Prosperity knits a man to the world. He feels that he is ‘finding his place in it’ while really it is finding its place in him.

It’s a gut-punching statement. 

After all, most of us spend a considerable amount of time looking for our place in this world.

There are songs about it, and myriad of books that try to help us answer that question.

Usually, when people talk about finding their place, it means finding their niche – their area where they can have greater success than other people.  Their looking for their unique way to make a contribution; how they can provide value that no one else can.

The way that our world acknowledges such a contribution is by allowing that person to prosper.

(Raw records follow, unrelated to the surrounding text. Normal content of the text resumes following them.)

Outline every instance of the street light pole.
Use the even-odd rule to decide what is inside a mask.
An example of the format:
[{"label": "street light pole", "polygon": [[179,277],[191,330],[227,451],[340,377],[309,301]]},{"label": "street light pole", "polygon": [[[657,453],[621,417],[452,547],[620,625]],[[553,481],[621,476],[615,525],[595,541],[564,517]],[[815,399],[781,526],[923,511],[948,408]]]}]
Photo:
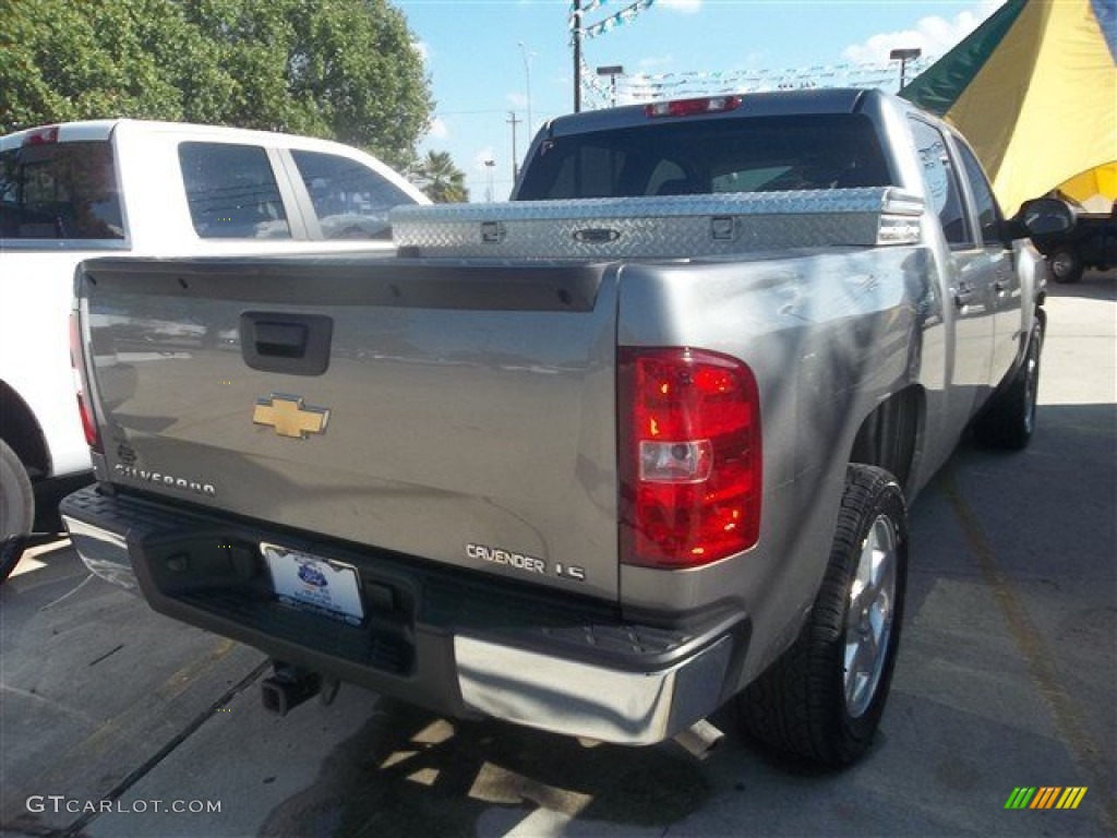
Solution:
[{"label": "street light pole", "polygon": [[582,0],[574,0],[574,113],[582,111]]},{"label": "street light pole", "polygon": [[519,120],[516,118],[516,112],[509,111],[505,122],[512,125],[512,182],[515,183],[516,178],[519,177],[519,170],[516,168],[519,160],[519,155],[516,153],[516,126],[519,124]]},{"label": "street light pole", "polygon": [[609,76],[609,104],[612,107],[617,107],[617,76],[623,76],[624,68],[619,64],[613,64],[609,67],[598,67],[598,75]]},{"label": "street light pole", "polygon": [[488,174],[488,202],[493,203],[493,169],[496,168],[495,160],[485,161],[485,172]]},{"label": "street light pole", "polygon": [[524,80],[527,85],[527,139],[532,139],[532,54],[527,51],[524,41],[519,41],[519,51],[524,56]]}]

Be it money, fame, prestige or acclaim, our reward for finding our niche, our area of unique contribution, is at the feeling that we have finally arrived; it’s a feeling of belonging and achievement.

Of course the problem is that the Christian does not belong to this world. So if we are finding our place in it, we are actually in the wrong location. If we measure success by the rewards that this world offers, our measuring tape is misaligned. The goal shouldn’t be to achieve much in this world, but in the next. Our mission isn’t to be prosperous in this life, but to prosper God’s Kingdom.

And if our hearts are knitted to this world, than they aren’t knitted to Christ. We are no longer seeking His kingdom, but our own.  

So while God may bless our efforts, and allow us to do well in the field to which He has called us, may we never think that we have found our place in it. Instead, may our feeling of belonging and significance always be found in Him.